Agnew began her education in local schools in Nottoway County before studying stenography at Smithdeal Business College in Richmond. In 1892 she took a position as secretary at the Stonewall Jackson Institute, a women's college in Abingdon. In 1894 she moved to Long Island to work at a publishing firm. The following year she migrated to South Africa, where she had accepted a position teaching business and working as a secretary in Paarl, at the Huguenot Seminary. She would stay in South Africa for five years, until the Boer War necessitated her return to the United States. For two of those years she was principal of the Amajuba Seminary in Wakkerstroom. After this was closed by the war, she spent time providing assistance to the Boers and doing clerical and administrative work at the American consulate. During her time in South Africa Agnew also became involved in the student Christian movement.

Agnew continued her professional life upon her return from Africa; she worked as a teacher in Virginia, an office manager in New York, and general secretary of a number of Young Women's Christian Association chapters. She also continued her education via correspondence courses during this time. She returned to Virginia to begin a system of professional training for rural girls; supported by the state superintendent of education, Joseph D. Eggleston, and agriculturist Seaman A. Knapp, she began implementing her ideas in 1910 in Nansemond and Halifax Counties with the creation of tomato and canning clubs. She was soon named the first female home demonstration agent in the country. her role has been described as a precursor to modern 4-H and Extension Homemaker clubs. In 1914, upon the organization of the Cooperative Extension Service, she was assigned to Virginia Tech, as it was the primary land-grand school in the Commonwealth. In 1919 she was named the first president of the Virginia Federation of Business and Professional Women's Clubs. After ten years in the position she left to work for the YWCA's national board, as a member of the finance department, in which role she traveled the country raising money and developing plans to fund local YWCM chapters. In 1927 she took a job as the first female editor of the "Women's Department" of Southern Planter magazine, remaining there until 1931. From 1933 until 1943 she headed New Deal relief activities for women in Virginia for both the Federal Emergency Relief Administration and the Works Progress Administration; she was instrumental in developing programs which allowed women to contribute to various New Deal programs, even though she was unable to persuade the Civilian Conservation Corps to develop female-only camps. Women under her purview were hired to build bird and wildflower sanctuaries, and she created "sewing rooms" where women, black and white, could make clothes for the needy or costumes for pageants and National Park Service reenactors. At the disbanding of the WPA in 1943 she retired, but continued in civic life.

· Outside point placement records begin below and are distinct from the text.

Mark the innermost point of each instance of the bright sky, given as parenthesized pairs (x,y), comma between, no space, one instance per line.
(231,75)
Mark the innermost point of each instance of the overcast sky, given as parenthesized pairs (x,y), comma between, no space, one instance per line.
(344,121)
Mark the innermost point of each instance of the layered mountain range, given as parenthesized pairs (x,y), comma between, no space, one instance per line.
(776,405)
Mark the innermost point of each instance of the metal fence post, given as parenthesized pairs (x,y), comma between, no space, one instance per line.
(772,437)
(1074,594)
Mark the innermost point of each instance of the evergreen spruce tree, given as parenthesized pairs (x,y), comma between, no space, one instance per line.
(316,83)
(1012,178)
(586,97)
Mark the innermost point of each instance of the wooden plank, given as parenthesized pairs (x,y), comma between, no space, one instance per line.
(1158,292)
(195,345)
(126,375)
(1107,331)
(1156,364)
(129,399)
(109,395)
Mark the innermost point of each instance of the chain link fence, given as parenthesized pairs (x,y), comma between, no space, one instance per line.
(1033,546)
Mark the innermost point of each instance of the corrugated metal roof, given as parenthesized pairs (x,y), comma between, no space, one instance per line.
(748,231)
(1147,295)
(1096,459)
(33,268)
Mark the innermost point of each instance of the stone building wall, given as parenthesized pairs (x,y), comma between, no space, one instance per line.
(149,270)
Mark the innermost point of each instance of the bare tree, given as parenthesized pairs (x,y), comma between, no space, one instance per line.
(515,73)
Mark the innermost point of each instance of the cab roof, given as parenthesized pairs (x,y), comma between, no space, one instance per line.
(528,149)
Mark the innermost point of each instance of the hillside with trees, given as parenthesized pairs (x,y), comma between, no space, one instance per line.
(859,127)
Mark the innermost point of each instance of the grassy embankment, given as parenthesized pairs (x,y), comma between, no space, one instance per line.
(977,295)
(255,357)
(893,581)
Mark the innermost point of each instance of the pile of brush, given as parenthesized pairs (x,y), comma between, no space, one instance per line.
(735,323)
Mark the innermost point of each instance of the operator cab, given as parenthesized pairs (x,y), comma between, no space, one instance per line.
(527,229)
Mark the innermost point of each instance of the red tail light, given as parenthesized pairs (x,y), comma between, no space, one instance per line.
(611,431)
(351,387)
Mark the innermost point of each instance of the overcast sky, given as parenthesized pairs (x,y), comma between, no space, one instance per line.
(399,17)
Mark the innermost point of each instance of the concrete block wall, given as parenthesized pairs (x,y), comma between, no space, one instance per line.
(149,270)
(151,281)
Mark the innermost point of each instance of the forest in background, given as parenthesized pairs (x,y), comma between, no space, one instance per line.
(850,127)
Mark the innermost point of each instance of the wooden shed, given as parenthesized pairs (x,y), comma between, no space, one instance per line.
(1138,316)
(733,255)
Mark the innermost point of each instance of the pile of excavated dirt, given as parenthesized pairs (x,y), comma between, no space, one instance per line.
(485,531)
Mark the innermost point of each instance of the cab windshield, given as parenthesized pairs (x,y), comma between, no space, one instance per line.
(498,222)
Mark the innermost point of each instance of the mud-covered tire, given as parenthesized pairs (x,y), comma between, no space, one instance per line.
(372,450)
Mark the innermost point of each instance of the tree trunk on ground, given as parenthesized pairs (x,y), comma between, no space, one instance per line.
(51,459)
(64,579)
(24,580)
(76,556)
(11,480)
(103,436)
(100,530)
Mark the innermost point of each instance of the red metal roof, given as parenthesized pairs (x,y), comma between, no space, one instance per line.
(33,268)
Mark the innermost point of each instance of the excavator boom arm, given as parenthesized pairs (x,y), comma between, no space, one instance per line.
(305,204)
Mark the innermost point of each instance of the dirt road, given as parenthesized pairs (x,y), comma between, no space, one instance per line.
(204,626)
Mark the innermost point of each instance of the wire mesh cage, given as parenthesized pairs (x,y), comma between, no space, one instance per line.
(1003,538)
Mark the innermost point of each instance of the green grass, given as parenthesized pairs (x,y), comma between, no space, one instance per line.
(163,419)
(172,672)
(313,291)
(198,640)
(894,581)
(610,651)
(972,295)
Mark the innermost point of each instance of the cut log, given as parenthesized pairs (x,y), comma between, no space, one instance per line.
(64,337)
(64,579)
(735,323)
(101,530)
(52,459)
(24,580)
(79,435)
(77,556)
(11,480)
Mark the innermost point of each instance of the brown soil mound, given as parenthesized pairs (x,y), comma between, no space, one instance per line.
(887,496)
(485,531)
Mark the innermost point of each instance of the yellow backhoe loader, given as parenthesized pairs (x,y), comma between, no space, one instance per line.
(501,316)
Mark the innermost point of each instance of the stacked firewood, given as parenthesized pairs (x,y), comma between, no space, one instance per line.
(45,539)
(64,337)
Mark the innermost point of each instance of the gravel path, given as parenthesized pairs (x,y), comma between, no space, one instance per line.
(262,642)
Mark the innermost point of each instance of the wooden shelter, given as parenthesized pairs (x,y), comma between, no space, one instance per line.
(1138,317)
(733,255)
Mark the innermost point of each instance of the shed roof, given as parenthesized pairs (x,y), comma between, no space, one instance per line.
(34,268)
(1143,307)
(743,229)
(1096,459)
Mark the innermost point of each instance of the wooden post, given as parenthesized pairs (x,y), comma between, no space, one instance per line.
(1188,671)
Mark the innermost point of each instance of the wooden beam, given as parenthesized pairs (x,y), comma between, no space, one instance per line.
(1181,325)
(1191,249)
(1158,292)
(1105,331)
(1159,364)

Agnew died in Richmond in 1958.

==Honors and legacy==
Agnew received a Certificate of Merit from Virginia Tech in 1926; she was the first woman to receive the award. Agnew Hall on the campus of Virginia Tech is named in her honor; the first building on campus to be named for a woman, it was completed in 1940 and christened in 1949. She was recognized as one of the Virginia Women in History for 2000, the inaugural year of the program. A historical marker in Crewe, Virginia details her accomplishments. A scholarship in her honor exists as well, offered by The Virginia Association For Family and Community Education, Inc. and designed to aid a Virginia student studying nursing or another medical profession.

Agnew's papers are held by the Library of Virginia and Virginia Tech Special Collections and University Archives.